Each year the items within the basket are updated to take account of changes in consumers spending patterns and a dozen or so items are added or dropped from the basket.

This year nightclubs have been removed from the basket as the younger generation are now preferring to do other things rather than go to nightclubs.

In the last 10 years the number of nightclubs in the UK has fallen from over 3,000 to less than 1,750.

In a great illustration of the impact that changes in the PESTEL environmental analysis model can have, there are several reasons for the decline in nightclubs including:

Economic – student grants have been replaced by student loans and as a result the students themselves now have less money to spend on expensive nightclub drinks.

Social – socialising with friends now more and more involves social media. Why meet up in a dark nightclub when you can Snapchat for example? Also, very dark nightclubs will limit the opportunities for photos for your Facebook feed…

Technology – whereas in the past people would often go to nightclubs to meet new people, websites such as the dating site Tinder now make it easier to meet new people without having to go to the trouble of trying to communicate with someone by shouting at the top of your voice in a nightclub which is so dark you can hardly see the person you’re shouting at…

Legal – the smoking ban imposed in recent years has impacted on the number of smokers who go to nightclubs (incidentally, electronic cigarette refills have been added to the basket this year following the increase in popularity of e-cigarettes)

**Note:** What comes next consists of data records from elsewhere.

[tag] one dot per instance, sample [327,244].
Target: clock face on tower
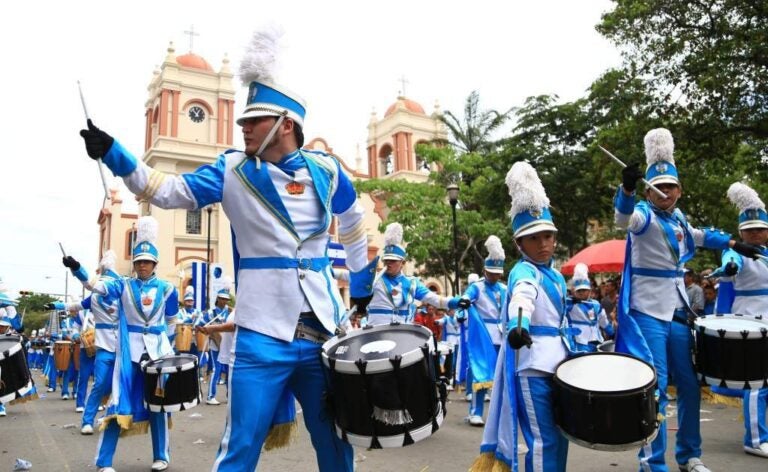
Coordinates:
[196,114]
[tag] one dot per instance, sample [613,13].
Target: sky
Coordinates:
[346,59]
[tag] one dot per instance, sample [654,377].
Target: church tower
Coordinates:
[392,140]
[189,122]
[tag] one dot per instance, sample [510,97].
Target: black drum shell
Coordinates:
[606,420]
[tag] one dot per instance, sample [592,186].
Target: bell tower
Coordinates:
[392,140]
[189,122]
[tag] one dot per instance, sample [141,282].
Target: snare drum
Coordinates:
[15,378]
[606,401]
[732,350]
[62,354]
[183,337]
[384,385]
[171,383]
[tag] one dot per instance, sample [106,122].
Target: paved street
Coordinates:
[46,432]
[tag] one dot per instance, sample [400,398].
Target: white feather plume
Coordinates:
[744,197]
[495,249]
[525,189]
[581,272]
[659,146]
[393,235]
[146,230]
[108,261]
[259,61]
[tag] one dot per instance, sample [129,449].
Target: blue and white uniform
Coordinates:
[143,306]
[280,216]
[487,299]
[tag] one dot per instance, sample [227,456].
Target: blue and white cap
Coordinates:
[530,205]
[581,277]
[394,250]
[257,71]
[189,293]
[494,263]
[751,208]
[146,238]
[659,149]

What about lemons? Well Lemons have been added to the basket.

An increase in the popularity of home cooking driven by all of the cooking programmes currently on TV has led to a surge in demand for lemons.

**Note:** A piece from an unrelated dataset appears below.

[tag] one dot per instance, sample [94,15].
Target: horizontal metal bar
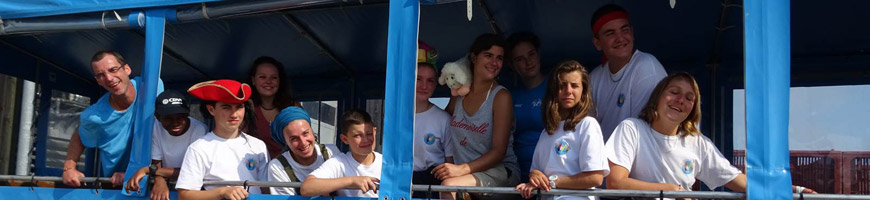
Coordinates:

So lemons are in and nightclubs are out.

Other changes include the removal of GPS satnavs for cars (more people are using their smartphones for directions) and the addition of mobile phone covers.

In case you’re interested here are the full details of the basket and how it is compiled.

What’s in a name?

The Indian car manufacturer Tata Motors, part of the Tata Group, one of India’s largest conglomerates recently skilfully averted what could have been a major international marketing mistake.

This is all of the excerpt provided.